Distributed by: Netflix WATCH NOW


Wildlife
Country: USA
In the impressive directorial debut from actor Paul Dano (There Will Be Blood), a carefully wrought adaptation of Richard Ford’s 1990 novel, a family comes apart one loosely stitched seam at a time. We are in the lonely expanses of the American west in the mid-’60s. An affable man (Jake Gyllenhaal), down on his luck, runs off to fight the wildfires raging in the mountains. His wife (Carey Mulligan) strikes out blindly in search of security and finds herself running amok. It is left to their young adolescent son Joe (Ed Oxenbould) to hold the center. Co-written by Zoe Kazan, Wildlife is made with a sensitivity and at a level of craft that are increasingly rare in movies.
Cannes Film Festival, Sundance Film Festival, Toronto International Film Festival
Awards: Golden Camera – Cannes Film Festival (Nominee), Grand Jury Prize – Sundance Film Festival (Nominee), People’s Choice Award – Toronto International Film Festival (Nominee)
Distributed by: IFC Films 10/19/2018

Melissa says: I’ll see anything with Paul Dano because he always brings incredible sincerity to his characters. I’m very curious to see how that sincerity translates behind the camera.


Burning
Country: South Korea
Expanded from Haruki Murakami’s short story “Barn Burning,” the sixth feature from Korean master Lee Chang-dong, known best in the U.S. for such searing, emotional dramas as Secret Sunshine (NYFF45) and Poetry (NYFF48), begins by tracing a romantic triangle of sorts: Jongsu (Yoo Ah-in), an aspiring writer, becomes involved with a woman he knew from childhood, Haemi (Jun Jong-seo), who is about to embark on a trip to Africa. She returns some weeks later with a fellow Korean, the Gatsby-esque Ben (Steven Yeun), who has a mysterious source of income and a very unusual hobby. A tense, haunting multiple-character study, the film accumulates a series of unanswered questions and unspoken motivations to conjure a totalizing mood of uncertainty and quietly bends the contours of the thriller genre to brilliant effect.
Cannes Film Festival, Munich Film Festival, Toronto International Film Festival
Awards: FIPRESCI Prize – Cannes Film Festival (Winner), Vulcain Prize for the Technical Artist – Cannes Film Festival (Winner), Palme d’Or – Cannes Film Festival (Nominee), ARRI/OSRAM Award – Munich Film Festival (Nominee), People’s Choice Award – Toronto International Film Festival (Nominee)
Distributed by: Well Go USA 10/26/2018

Melissa says: I’ve been continually impressed with South Korean cinema, so there’s no reason to think this will be anything less than amazing.


At Eternity’s Gate
North American Premiere
Country: USA, France
Julian Schnabel’s ravishingly tactile and luminous new film takes a fresh look at the last days of Vincent van Gogh, and in the process revivifies our sense of the artist as a living, feeling human being.
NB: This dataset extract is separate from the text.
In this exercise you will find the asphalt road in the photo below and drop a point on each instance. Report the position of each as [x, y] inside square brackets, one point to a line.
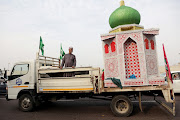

Schnabel; his co-writers Jean-Claude Carrière and Louise Kugelberg, also the film’s editor; and cinematographer Benoît Delhomme strip everything down to essentials, fusing the sensual, the emotional, and the spiritual. And the pulsing heart of At Eternity’s Gate is Willem Dafoe’s shattering performance: his Vincent is at once lucid, mad, brilliant, helpless, defeated, and, finally, triumphant. With Oscar Isaac as Gauguin, Rupert Friend as Theo, Mathieu Amalric as Dr. Gachet, Emmanuelle Seigner as Madame Ginoux, and Mads Mikkelsen as The Priest.
Venice Film Festival
Awards: Best Film – Venice Film Festival (Nominee)
Distributed by: CBS Films 11/16/2018

Melissa says: If nothing less, Willem Dafoe will be worth watching.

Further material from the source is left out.